Saturday, 2:15 PM
Entwistles fought over finances in months before slayings, court records show
(Joanne Rathe/Globe Staff)
Neil Entwistle looked at the jury this morning as they left the courtroom to begin their second day of deliberations in his double-murder trial.
By Franci R. Ellement, Globe Correspondent, and Andrew Ryan, Globe Staff
WOBURN -- Neil and Rachel Entwistle had argued about their finances while living with their in-laws, and investigators found evidence that the husband accused of killing his wife and infant daughter gambled online and did Internet research on bankruptcy, according to court documents made public this morning.
The couple's financial picture was so dire that Neil Entwistle had received numerous letters from collection agencies in late 2005 and early 2006, and their 9-month-old daughter, Lillian, had an insurance card from MassHealth, which provides insurance for low-income families. That is in stark contradiction to the life the Entwistles were living, which included a large Colonial-style rented home in Hopkinton and a leased BMW sport utility vehicle.
"Subpoenaed bank records showed that the defendant had money going out but not a lot going in," according to documents released this morning at Middlesex Superior Court.

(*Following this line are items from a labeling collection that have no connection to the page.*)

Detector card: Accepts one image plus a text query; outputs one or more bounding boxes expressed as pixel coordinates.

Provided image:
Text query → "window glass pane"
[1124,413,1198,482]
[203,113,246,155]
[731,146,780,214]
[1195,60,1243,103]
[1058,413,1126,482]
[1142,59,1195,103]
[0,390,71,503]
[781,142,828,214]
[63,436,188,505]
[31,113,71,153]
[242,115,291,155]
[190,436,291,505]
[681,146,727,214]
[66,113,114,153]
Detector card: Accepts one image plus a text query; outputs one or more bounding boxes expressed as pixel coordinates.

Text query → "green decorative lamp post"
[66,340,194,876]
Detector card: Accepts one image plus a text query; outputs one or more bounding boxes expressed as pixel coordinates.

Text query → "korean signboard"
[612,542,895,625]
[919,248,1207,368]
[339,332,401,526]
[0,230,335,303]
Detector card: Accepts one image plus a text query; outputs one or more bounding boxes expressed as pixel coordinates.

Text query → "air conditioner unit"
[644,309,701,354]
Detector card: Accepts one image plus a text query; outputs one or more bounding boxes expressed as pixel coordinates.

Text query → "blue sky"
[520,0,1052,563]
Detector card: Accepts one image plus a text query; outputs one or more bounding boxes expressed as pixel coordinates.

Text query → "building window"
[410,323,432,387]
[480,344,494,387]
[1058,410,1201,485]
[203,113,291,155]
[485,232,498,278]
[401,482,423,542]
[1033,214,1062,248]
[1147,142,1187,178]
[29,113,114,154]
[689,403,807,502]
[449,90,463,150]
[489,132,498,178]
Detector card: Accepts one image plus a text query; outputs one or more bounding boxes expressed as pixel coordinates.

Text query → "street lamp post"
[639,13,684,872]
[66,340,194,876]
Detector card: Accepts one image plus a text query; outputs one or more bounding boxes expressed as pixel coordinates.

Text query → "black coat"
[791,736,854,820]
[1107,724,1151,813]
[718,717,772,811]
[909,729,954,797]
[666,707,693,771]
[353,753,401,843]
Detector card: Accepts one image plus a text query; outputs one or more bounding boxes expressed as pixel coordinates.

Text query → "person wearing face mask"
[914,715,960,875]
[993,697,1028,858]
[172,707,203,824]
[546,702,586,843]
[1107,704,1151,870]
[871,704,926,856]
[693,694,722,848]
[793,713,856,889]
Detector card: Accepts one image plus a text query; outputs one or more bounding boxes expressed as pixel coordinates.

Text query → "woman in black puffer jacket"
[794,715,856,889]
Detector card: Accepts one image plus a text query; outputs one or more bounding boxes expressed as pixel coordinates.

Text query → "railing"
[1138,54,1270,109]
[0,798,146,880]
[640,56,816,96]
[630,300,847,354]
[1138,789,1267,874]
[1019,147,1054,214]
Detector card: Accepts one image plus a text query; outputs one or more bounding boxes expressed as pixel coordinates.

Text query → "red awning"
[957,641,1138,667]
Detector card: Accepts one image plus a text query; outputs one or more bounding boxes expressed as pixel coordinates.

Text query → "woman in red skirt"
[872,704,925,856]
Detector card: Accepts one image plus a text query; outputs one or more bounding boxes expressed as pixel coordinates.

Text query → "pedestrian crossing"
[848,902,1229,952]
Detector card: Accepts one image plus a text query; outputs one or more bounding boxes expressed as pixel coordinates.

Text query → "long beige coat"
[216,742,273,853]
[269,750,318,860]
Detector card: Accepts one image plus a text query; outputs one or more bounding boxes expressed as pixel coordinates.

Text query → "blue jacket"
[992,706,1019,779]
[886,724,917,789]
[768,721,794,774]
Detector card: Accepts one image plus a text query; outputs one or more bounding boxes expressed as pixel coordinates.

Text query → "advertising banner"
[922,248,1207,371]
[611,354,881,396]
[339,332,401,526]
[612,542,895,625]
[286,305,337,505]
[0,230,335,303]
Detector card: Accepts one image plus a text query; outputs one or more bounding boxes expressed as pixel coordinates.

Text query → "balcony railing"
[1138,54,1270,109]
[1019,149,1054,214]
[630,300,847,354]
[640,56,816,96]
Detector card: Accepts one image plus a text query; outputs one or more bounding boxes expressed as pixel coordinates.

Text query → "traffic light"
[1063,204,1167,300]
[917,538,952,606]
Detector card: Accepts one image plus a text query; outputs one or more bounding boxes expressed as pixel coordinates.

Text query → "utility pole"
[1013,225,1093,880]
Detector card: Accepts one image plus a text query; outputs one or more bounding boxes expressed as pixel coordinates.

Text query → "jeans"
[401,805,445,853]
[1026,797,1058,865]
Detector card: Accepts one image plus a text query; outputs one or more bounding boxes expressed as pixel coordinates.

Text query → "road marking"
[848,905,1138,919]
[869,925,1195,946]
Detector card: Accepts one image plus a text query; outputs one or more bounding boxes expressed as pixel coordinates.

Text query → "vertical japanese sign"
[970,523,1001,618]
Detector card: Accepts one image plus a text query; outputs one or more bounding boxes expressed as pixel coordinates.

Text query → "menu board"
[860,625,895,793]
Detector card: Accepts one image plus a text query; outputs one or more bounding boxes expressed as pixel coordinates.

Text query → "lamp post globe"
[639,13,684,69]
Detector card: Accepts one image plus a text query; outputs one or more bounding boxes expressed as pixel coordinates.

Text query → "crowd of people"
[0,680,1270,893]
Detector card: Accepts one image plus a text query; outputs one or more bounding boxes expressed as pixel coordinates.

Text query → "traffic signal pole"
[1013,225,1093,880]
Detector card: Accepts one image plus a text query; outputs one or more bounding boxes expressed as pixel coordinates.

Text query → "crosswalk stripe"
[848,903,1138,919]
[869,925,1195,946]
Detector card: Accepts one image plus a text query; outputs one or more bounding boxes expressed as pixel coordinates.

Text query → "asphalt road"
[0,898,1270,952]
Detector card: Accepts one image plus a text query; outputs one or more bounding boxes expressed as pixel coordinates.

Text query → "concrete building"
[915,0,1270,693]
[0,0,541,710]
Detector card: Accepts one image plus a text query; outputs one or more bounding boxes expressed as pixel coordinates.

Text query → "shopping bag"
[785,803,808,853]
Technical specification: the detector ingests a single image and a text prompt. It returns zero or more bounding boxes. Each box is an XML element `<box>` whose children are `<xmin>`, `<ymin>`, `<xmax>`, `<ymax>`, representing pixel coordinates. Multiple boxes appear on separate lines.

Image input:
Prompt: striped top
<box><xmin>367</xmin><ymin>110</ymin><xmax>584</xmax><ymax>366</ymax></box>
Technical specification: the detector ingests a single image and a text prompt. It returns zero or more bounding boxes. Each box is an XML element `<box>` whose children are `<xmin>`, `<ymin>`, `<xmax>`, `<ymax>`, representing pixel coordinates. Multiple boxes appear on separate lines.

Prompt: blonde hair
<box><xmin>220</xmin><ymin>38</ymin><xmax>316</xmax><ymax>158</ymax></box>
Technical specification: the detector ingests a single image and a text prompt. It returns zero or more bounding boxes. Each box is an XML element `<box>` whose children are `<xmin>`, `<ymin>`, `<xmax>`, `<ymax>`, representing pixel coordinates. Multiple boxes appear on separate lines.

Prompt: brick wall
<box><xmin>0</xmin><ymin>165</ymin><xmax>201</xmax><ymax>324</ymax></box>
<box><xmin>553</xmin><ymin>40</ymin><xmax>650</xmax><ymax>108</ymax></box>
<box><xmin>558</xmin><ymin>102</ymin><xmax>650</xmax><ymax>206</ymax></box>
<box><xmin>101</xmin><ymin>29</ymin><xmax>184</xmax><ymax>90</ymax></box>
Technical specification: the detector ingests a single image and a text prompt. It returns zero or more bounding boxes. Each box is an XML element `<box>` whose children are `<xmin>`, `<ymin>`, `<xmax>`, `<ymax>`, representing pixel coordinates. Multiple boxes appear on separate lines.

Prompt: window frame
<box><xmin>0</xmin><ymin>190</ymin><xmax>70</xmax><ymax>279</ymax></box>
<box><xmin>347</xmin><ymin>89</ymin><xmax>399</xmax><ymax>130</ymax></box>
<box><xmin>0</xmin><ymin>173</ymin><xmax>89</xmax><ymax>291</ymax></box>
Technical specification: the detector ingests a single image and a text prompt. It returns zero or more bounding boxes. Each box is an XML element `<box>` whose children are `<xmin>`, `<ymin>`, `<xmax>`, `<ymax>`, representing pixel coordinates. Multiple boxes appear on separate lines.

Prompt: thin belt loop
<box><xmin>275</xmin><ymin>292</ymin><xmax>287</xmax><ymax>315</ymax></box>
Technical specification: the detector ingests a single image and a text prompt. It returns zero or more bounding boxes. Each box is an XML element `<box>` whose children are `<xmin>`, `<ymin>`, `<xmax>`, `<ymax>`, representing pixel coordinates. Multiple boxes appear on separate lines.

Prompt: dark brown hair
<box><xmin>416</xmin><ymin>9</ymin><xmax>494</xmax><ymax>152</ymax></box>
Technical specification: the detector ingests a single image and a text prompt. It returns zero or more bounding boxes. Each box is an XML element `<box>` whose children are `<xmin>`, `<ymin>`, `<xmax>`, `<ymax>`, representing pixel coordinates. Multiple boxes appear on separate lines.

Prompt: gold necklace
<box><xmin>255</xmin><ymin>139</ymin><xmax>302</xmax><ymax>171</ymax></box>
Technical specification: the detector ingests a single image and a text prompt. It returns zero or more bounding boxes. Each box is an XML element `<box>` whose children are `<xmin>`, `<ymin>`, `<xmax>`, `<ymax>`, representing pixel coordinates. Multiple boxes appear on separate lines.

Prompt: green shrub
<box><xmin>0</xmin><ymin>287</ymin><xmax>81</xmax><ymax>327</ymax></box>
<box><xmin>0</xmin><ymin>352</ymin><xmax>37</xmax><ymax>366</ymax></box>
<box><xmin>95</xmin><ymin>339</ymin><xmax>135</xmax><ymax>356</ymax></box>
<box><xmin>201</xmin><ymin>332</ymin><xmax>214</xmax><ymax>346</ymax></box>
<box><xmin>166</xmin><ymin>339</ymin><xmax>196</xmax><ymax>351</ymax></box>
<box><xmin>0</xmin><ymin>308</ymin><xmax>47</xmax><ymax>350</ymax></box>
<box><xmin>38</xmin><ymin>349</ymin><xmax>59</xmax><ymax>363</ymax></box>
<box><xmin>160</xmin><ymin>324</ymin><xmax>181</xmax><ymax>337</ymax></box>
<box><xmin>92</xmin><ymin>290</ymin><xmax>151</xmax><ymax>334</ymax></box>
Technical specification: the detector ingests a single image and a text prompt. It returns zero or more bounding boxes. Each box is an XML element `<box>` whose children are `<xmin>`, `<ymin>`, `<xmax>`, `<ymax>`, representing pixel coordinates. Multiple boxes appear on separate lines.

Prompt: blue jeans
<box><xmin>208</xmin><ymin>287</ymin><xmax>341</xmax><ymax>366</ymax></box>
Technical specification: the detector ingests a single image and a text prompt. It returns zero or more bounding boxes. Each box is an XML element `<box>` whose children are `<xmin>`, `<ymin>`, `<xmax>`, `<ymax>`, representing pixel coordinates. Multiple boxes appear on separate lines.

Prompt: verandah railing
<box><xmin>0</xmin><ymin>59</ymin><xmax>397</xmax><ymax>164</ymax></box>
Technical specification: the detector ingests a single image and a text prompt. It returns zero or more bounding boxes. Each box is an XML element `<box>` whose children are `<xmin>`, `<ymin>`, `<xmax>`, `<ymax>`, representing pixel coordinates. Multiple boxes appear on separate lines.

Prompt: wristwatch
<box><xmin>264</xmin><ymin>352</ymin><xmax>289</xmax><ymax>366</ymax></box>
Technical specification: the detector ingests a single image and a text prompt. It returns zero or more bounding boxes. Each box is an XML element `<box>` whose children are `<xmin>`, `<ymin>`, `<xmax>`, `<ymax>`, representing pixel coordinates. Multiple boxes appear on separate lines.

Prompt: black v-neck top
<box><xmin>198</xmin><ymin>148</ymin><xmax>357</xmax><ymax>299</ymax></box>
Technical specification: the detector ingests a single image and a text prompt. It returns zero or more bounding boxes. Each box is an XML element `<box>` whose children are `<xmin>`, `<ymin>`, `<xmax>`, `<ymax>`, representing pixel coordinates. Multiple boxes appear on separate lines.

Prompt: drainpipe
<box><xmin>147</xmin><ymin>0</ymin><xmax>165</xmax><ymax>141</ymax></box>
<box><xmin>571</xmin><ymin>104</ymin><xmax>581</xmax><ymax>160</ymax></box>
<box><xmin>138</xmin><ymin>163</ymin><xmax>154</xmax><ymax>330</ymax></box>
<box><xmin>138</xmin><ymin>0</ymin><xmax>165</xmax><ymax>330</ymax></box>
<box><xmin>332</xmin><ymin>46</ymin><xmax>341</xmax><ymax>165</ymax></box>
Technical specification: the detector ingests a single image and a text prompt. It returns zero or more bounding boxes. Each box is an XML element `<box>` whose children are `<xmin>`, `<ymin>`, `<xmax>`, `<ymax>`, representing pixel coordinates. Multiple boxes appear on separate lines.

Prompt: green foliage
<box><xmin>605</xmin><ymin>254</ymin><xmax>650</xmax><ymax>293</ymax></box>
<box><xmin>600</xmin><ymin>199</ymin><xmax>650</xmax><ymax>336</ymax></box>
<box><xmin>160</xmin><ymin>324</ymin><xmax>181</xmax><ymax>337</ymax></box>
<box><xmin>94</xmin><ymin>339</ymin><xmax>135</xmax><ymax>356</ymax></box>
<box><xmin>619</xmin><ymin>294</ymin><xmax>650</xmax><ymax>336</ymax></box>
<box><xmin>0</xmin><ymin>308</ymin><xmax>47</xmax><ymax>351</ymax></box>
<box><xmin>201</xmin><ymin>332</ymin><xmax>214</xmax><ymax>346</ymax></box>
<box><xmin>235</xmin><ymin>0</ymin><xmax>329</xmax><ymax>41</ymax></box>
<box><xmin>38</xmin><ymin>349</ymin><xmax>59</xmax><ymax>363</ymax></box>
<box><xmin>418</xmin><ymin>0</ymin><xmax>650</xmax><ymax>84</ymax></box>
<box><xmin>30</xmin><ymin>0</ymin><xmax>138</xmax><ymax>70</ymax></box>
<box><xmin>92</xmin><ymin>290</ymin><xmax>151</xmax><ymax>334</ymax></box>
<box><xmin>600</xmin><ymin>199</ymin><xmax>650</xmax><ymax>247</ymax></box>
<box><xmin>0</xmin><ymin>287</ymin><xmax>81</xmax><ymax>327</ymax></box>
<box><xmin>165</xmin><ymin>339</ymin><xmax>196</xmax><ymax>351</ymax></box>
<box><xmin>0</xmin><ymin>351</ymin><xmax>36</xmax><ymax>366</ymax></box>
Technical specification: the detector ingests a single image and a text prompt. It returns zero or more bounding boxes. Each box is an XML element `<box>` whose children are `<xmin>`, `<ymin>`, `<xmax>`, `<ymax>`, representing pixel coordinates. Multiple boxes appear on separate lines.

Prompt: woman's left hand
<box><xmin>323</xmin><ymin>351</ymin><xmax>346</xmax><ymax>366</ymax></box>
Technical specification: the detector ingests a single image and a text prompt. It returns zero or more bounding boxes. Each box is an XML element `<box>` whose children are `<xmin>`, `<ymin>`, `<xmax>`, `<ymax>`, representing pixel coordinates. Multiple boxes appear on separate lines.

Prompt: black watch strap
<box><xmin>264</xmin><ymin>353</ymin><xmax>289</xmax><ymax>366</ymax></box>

The financial information was included in 150 pages of motions made public this morning that detailed evidence that was not presented to the jury during the 12 days of testimony. Judge Diane Kottmyer barred the prosecution from presenting much of the information to the Middlesex Superior Court jury, which is in its second day of deliberations in the double-murder trial. The evidence contradicts the testimony of witnesses at trial who described the Entwistles as a happy couple who showed no outward signs of discord. Neil Entwistle described their relationship as "perfect" in a phone conversation he had with State Police.
"The Commonwealth intends to introduce evidence that sometime in the fall of 2005, when the defendant and Rachel were living with the Matterazzos in Carver, the Matterazzos overheard an argument between Rachel and the defendant regarding their finances," according to documents.
The documents show that prosecutors tried to get Lillian's MassHealth insurance card admitted as evidence. Investigators also detailed Entwistle's alleged "online gambling activity in the weeks leading up to the murders," as well as online searches on bankruptcy, according to documents.
Prosecutors hoped to submit the evidence to show the "defendant's state of mind, plan, intent, and motive to kill the victims," according to the documents.
"This evidence, when juxtaposed with his claimed unexpected discovery of his wife and daughter's bodies in his home three days after the Internet searches on the defendant's computer, rationally tends to establish the defendant's identity as the person responsible for the murders," according to the documents.
Defense attorneys for Entwistle also argued that the court should exclude from trial his statement that he was not suicidal while being booked at the Hopkinton police station on Feb. 15, 2008. There was no mention of it at trial.